I first discovered this book as a teenager in the school library (where Broster’s books had then come to rest) in the mid-fifties. D.K. Broster’s better known Flight of the Heron was also there and these books made a lasting impression on me.

The Yellow Poppy tells the story of the Duc and Duchesse of Trelan during the aftermath of the French Revolution when sporadic rebellions against the regime of Napoleon were beginning to occur in Northern France. Aristocrats were returning from exile, often funded by the aristocracy in England, to attempt to regain their former estates and standing. Both the duc and the duchesse are high minded, faithful to their class ideals and impossibly noble! The themes of honour, friendship, loyalty and sacrifice permeate the book which is fast paced and colourful and manages very well to convey an atmosphere of 18th century France from the point of view of the landed and titled gentry. Broster often uses French in the dialogue and the speech generally is archaic which furthers the portraiture of the many tortured, handsome young men in the story, with their bravery, their romantic notions and their intense soul-searching.

However, Broster is concerned to offer a good combination of historical accuracy to her reader. One is aware that a lot of research preceded the writing of this novel. In notes for a lecture she gave, Broster wrote:

‘It is not easy to make a good blend of history and fiction, when one does really care that the historical part shall be correct and that the story itself… shall have plenty of movement and not be overshadowed by the historical background …. The clash of character is far more vital than the clash of swords; but there is no reason why one should not, so to speak have both between the covers of a historical novel. I have always at least aimed at the conjunction of the two”.

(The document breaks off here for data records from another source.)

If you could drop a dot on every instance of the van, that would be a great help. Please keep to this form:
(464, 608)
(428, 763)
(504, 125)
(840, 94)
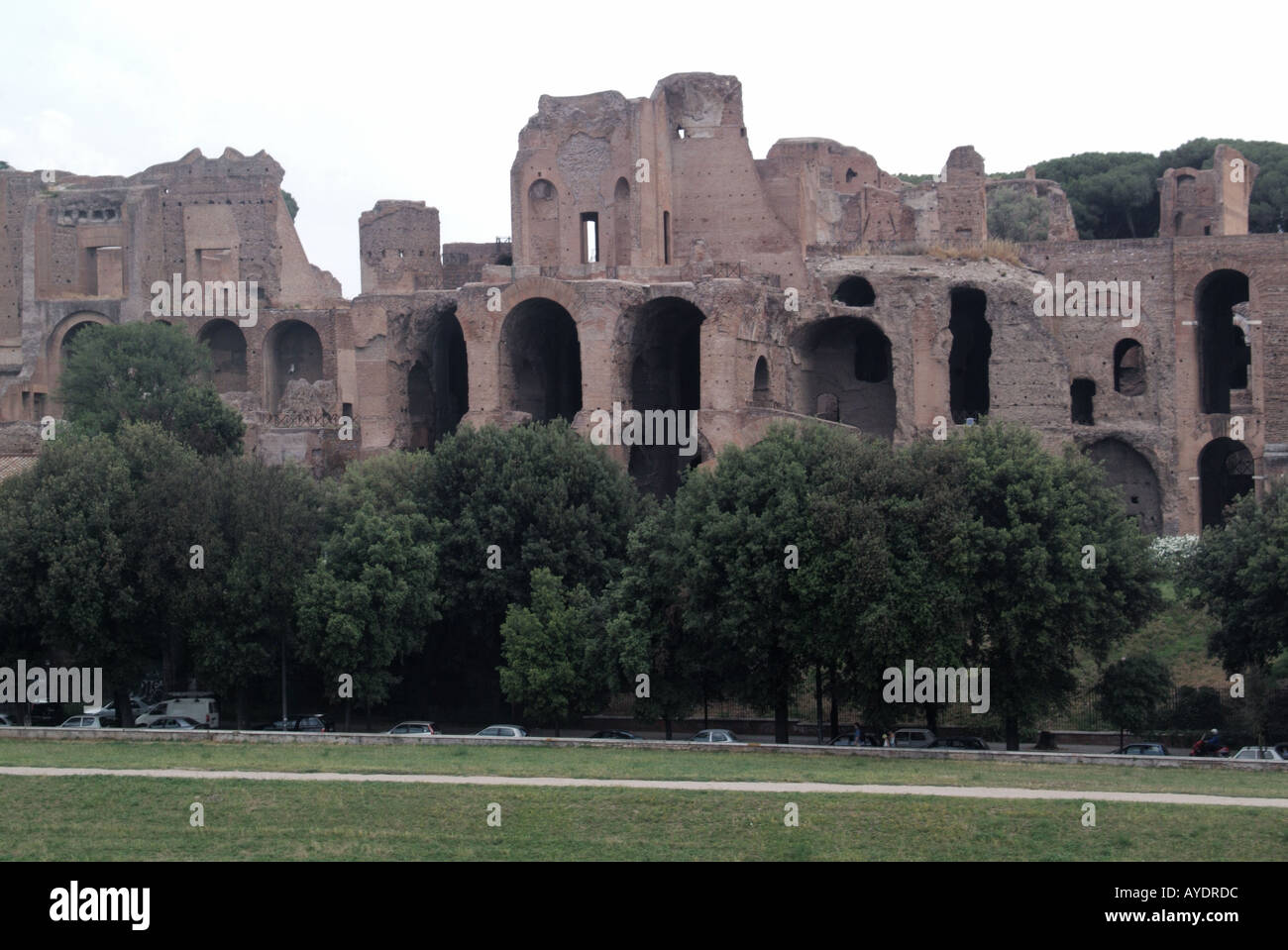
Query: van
(201, 707)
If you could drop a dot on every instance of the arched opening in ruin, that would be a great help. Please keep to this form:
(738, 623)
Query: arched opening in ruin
(666, 373)
(854, 291)
(1133, 476)
(848, 360)
(1082, 394)
(544, 223)
(292, 352)
(541, 361)
(1128, 369)
(438, 383)
(1240, 355)
(59, 348)
(1225, 473)
(622, 224)
(228, 355)
(1223, 356)
(967, 360)
(760, 383)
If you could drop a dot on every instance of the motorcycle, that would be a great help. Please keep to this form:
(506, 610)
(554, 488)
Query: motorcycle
(1202, 748)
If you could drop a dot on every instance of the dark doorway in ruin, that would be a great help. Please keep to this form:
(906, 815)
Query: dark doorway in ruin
(666, 373)
(846, 358)
(1223, 356)
(967, 360)
(854, 291)
(544, 223)
(1225, 473)
(67, 345)
(294, 352)
(438, 383)
(1082, 394)
(622, 224)
(228, 355)
(1240, 356)
(1128, 369)
(541, 361)
(1133, 476)
(760, 383)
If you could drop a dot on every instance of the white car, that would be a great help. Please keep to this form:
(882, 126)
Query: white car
(85, 722)
(202, 708)
(503, 731)
(1265, 753)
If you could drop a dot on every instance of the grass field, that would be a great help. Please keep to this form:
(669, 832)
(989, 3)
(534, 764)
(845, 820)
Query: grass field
(632, 764)
(132, 819)
(124, 819)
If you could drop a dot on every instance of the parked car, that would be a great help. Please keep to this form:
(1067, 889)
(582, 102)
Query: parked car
(85, 722)
(176, 722)
(202, 708)
(412, 729)
(960, 742)
(913, 738)
(1263, 753)
(503, 731)
(108, 709)
(1142, 749)
(47, 713)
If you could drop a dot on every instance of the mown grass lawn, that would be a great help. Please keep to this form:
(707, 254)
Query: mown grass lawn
(632, 764)
(128, 819)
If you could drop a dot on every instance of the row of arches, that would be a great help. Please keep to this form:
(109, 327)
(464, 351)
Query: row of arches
(292, 351)
(545, 237)
(1225, 473)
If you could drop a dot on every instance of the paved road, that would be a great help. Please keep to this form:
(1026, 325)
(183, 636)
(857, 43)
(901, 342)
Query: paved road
(774, 787)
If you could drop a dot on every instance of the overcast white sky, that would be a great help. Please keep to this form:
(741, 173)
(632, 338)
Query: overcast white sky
(425, 101)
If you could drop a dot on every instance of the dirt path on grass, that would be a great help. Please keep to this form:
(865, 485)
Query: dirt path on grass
(675, 786)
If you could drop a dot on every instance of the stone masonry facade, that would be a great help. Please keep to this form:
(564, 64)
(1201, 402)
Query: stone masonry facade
(656, 264)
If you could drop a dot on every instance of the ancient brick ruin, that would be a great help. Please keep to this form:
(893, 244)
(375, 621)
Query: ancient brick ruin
(657, 264)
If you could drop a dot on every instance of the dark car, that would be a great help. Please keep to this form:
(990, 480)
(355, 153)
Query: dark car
(1141, 749)
(176, 722)
(316, 722)
(958, 742)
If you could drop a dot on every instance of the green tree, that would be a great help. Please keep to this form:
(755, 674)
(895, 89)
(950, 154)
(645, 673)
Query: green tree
(263, 540)
(558, 666)
(645, 624)
(884, 568)
(1239, 572)
(98, 558)
(1132, 690)
(147, 372)
(1017, 215)
(1035, 596)
(1112, 194)
(369, 601)
(1267, 206)
(502, 502)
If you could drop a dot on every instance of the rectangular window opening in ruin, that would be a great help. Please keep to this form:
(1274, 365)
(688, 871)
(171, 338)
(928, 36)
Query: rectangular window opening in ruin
(589, 237)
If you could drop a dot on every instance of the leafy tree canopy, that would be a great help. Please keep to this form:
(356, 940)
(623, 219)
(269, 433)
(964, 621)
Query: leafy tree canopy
(147, 372)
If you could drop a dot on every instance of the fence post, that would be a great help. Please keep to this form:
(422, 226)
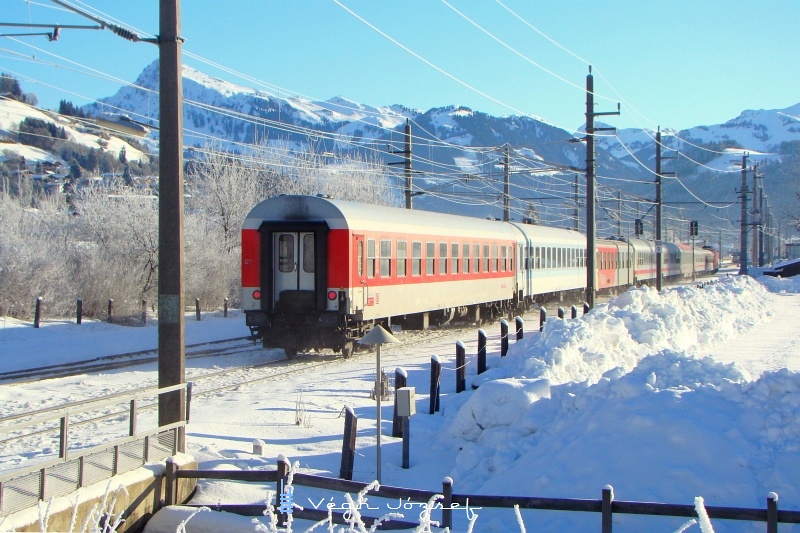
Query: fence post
(447, 502)
(461, 367)
(348, 444)
(132, 419)
(772, 512)
(170, 482)
(608, 497)
(258, 447)
(481, 351)
(63, 441)
(283, 480)
(503, 337)
(37, 313)
(400, 380)
(436, 375)
(188, 400)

Margery Fisher, critic of books for children, in an appraisal of another of Broster’s novels, argues convincingly that Broster is in a direct line of descent from Scott, Stevenson and Buchan . . . and uses some of the same adventure devices of fight, flight and misunderstandings; and inhabits their world, where fictional adventures overlap historical events. Certainly there are echoes of Orczy’s romantic historical fictions and Dickens’ Tale of Two Cities.

Historical novels such as this one, now almost a hundred years old, may not be to the modern taste, but this one succeeds in taking the reader right into the heart of an idealised, lost and very romantic world. Goodness knows to what extent novels such as this one are responsible for planting unrealistic notions of high minded ideals in the head of a fifteen year old girl locked up in a boarding school in mid 20th century Britain! Real life never matched up to this. But still I defy any (perhaps female?) reader to get to the end of this book without the help of several good, strong paper handkerchiefs.

[Where the nobles are very noble, tall in stature with amazingly beautiful hair, fine features and long pale fingers but the peasants are short, course featured and have large, ugly hands – even when they are on the aristos’ side!]